The Time I Met James Patterson, or How to Make a Relationship Manager Shit Her Skirt

Writing my last review made me reminisce about James Patterson.  At various stores, at various times between 2001 and 2007 I worked at Barnes and Noble.  My first and third times were at the Montgomeryville location, which will always be my true love.  I honestly can’t remember what Maddie’s official title was, but basically she was responsible for bringing in authors and hosting the various bookstore events.  She’s amazing.  I was hand-selling the hell out of Shawn McBride’s awesome Green Grass Grace.  I tried to get that in everyone’s hands.  I told them to read the first paragraph.  If they were offput, it wasn’t for them.  If they laughed, they’ll love the shit out of the rest of the book.  Seriously, it opens “Hellfire hallelujah and halitosis.  Mike Schmidt sits to pee.  How you doing, fuckface?”  I sold over a hundred fucking copies of that book.  So Shawn McBride was coming to our store for a book signing.  But it was one of the nights I had a rehearsal or something or other. So I couldn’t be there.  Maddie told Shawn what I’d been doing, and she got me a signed copy of his book.  I still have it.  I have given every book I’ve owned to the library, with the exception of that copy of Green Grass Grace and the copy of Ask the Dust that Corbin Dunphy gave me.  It’s that awesome.  And so is Maddie.  And so is Shawn McBride.  Where’s Stickball City Sweethearts, fuckface?!

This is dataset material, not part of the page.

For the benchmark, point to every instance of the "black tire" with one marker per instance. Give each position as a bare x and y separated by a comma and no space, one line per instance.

Anyway, this was post the story I told in the other section.  About my railing of the quality of Patterson.  James Patterson was doing a book tour, and he was stopping at the Montgomeryville store.  And I happened to be working that night.  Now, everyone knew my penchant for telling the scathing truth.  And my feelings on James Patterson.  So they were trying to keep me busy.  Through shuffling of jobs and responsibilities, it some how became evident that they needed someone to stand next to James Patterson and place “autographed copy” stickers on the hardcovers people were having signed.  And one of the managers missed the memo — or perhaps were keen on chaos like I was — and ended up selecting me.  So there I was, standing next to James Patterson as he was signing books, as his legions of fans walked past.  And I stood there, smiling, and sticking the stickers on the books.

Across the store, I see Maddie.  And Maddie sees me.  And the look on her face.  Oh, my God.  Her eyes got wide and her mouth dropped and she almost made the Geena Davis face from Beetlejuice.  And my grin got wider.  And I winked at her.

But, c’mon.  I’m not a fucking psychopath.  Did they honestly think I was going to like grab him by the collar and rail at him for franchising crap?  No.  Once the line had passed, he turned to me and kind of sighed contentedly.  And I told him how much I really enjoyed the Alex Cross books at the Women’s Murder Club books.  Which is true.  Hell, I still read them.  The signing was for Big Bad Wolf, which I actually thought was really great, and told him so.  I said, “I really like what you did with the villains.  You do bad guy really well.”  Which he did.

I did however pester him a little.  I said, “Man, you really crank out the books, you must have the planned out way in advance.”  And he said, yeah that’s true.  So I asked, what was coming next.  And he kind of sideeyed me, and I said, “C’mon, it’s me, who am I going to tell?”  And so he told me that the next two were London Bridges and Mary, Mary.  And I smiled and said, “Nice.”  And then Maddie escorted him to the back to relax before his car got him.

Still not the greatest book signings ever.  That was easily The Berensteins, Stan and Jan.  Oh my God they were made of magic and stardust.  Just an adorable couple and so sweet.  Even if they did dogmatically poison our youth with false morality.  Who cares?  They’re fucking awesome people.  Also, there was the time in Boston when Bill Clinton came to do a signing.  They basically shut down the entire store. It was intense.  But at the end we all got to pose for a picture with him.  He’s seriously the most charismatic person — he actually seemed to glow.  It was phenomenal.